Rarely do I venture into reviewing albums released in the new century, times that hardly belong to me in terms of attitude, taste, and competence. In the case of Belfast's Girls Names, I feel I can make an exception, having followed them since their beginnings. Perhaps it's because of their very vague inclination towards the Postcard sound or their vocation for reworking post-punk through new languages. In any case, I had grown quite fond of them, just a moment before their dissolution, which followed only a few months after the release of their latest album to date, "Stains on Silence." Before that, there were the surfer-chic beginnings of "You should know by now" in 2010 and "Dead to me" the following year, and then the "real boom" with the epic "The New Life" in 2013. Here the derivative kraut rock of bands like Toy and Factory Floor perfectly married the dreamy shoegaze of models like Breathless and Slowdive. The album of consecration was thus supposed to be for Girls Names that "Arms around a vision" of 2015. Instead, the album further disoriented critics and fans, in its jagged return to the past through very "wave" sounds that, brace yourselves, even recalled the early Stranglers!
Much was expected from "Stains on Silence," perhaps too much. The band itself seemed disoriented by the path that Cathal Culling, the band's leader, wanted to pursue. Internal tensions were palpable. And probably bassist Claire Miskimmin was right to be puzzled live on social media. Because she sensed that Cathal was now sitting in his dark room, busy vivisecting the album's tracks in a process of deconstruction and reassembly of what the band had recorded the year before. No one knew exactly where it would lead, "if" it would lead anywhere.
For this reason, "Stains on Silence," an album with a troubled gestation, reveals itself as a leap forward without a safety net. Borrowing from the past is something that Girls Names had shown they could do quite well. Transforming their influences into a unique and completely original entity is decidedly more challenging. And it's what the "Girls Names" and particularly Culling are trying to do, not without difficulty. The songs go in this direction, but even defining them as such is really approximate.
From the languid opening of "25," which takes all the time necessary to become a song, after a long opening from a 70s Comedy Drama. Slow hypnotic as only a "Seventeen Seconds" of the third millennium could be, punctuated by a light piano like a shadow on a carpet of synthesizers. In my opinion, it's a great piece and immediately sets the tone for the entire album. Here the guitars are used to create layers of chords rather than melodic lines and the synthetic drumming becomes the protagonist. Exactly as in "Haus Proud," equally doom and dreampop, deliberately fragmentary and fragmented. Two doses of New Order era Movement, a dash of Bad Seeds and the ghost of Martin Hannett sitting at the mixer recomposing the collage. The reassuring jangle pop fragments completely disappear and instead post-rock suggestions advance in a disorderly manner. Where have the Girls Names we knew gone? Certainly not in "The Process," an unstable state of mind, a perplexed bass line that supports plaintive guitars. I'd say vaguely Bauhaus, perhaps for the spectral voice which becomes even more interlocutory when, in the tail, a sort of white warmth settles on the song. No melody to support the effort. And what about the gallop halfway through "The Impaled Mystique" and that very "Cure" guitar that suddenly stops for a breathless pause, just before getting lost in sweet coldwave reminiscences.
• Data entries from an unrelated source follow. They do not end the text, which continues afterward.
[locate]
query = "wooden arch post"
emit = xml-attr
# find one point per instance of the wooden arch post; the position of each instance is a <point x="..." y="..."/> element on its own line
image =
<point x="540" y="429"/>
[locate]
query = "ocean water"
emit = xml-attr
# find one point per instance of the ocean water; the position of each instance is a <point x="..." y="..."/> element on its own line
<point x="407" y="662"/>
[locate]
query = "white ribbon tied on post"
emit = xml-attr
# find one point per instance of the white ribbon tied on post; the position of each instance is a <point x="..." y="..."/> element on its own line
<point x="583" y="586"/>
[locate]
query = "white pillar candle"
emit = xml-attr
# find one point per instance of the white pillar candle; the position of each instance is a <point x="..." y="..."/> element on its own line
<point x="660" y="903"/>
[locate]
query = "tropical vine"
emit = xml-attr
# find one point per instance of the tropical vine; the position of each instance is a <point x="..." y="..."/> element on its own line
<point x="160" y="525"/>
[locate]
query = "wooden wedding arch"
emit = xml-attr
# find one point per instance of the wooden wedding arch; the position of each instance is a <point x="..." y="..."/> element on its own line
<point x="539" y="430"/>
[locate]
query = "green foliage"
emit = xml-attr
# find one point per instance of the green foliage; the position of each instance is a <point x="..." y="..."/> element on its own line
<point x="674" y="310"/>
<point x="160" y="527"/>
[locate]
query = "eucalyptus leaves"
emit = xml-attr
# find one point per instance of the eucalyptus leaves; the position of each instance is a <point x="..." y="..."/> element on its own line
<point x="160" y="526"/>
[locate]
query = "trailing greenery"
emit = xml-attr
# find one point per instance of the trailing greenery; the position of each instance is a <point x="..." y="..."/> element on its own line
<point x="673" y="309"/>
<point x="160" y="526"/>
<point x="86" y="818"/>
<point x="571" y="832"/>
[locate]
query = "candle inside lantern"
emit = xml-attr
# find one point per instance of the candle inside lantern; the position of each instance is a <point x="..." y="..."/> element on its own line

The new sound of Girls Names thus strongly veers in favor of a slow psychedelic delirium and an almost daring experimentalism. The musicality is partially compromised and the guitar progressions that made the band famous in the past are just a memory. A sort of "almost immobility" reigns. For example, at the opening of the second side, the slow march of "Fragments of a portrait" is direct evidence. An "ambient" carpet of percussion and guitar, of notes scattered without order as if they were shards on a floor. Cathal's singing first becomes a recitation and then disappears definitively, far in the echo. Sublime in this regard is the epic title track that distills the elements present throughout the album and drags them without haste into a six-minute, melancholic and irresistible crescendo. Almost a "Decades" many years later. Or like in the more reassuring and concluding "Karoline," chosen as the "hypothetical" leading single. Even here, the instrumental tension never wanes and the melody emerges almost reluctantly from a vaguely motorik sound carpet.
The impression at the end of the album is that of not having understood much and having to listen to it again to form an idea. At a first listen, nothing remains in memory, only fragments and suggestions. But this time it's not a flaw of banality, quite the opposite. We are not in the realm of Arctic Monkeys or Editors here. With "Stains on Silence" the band has raised the bar excessively and touches its stylistic-creative peak. But then it implodes and ends up canceling its own future. A step in no particular direction thus, an inevitably concluding record. And the charm of the work lies precisely in this attempt at elevation, an extreme synthesis process that caused detachment, among the band members above all. And then from the traditional indie pop canons which made them part of a movement from which the band definitively distances itself. A one-way journey to an unknown destination that of Girls Names, I will surely miss them. "Stains on Silence" was a real flop on all levels, a "commercial suicide" Colin Newman of Wire would have said. Even if listened to very little and criticized, often without depth, the album should absolutely be recovered. It is an epitaph of the short and intense journey of Girls Names in alternative music in recent years, in my opinion, one of the few truly worth having followed.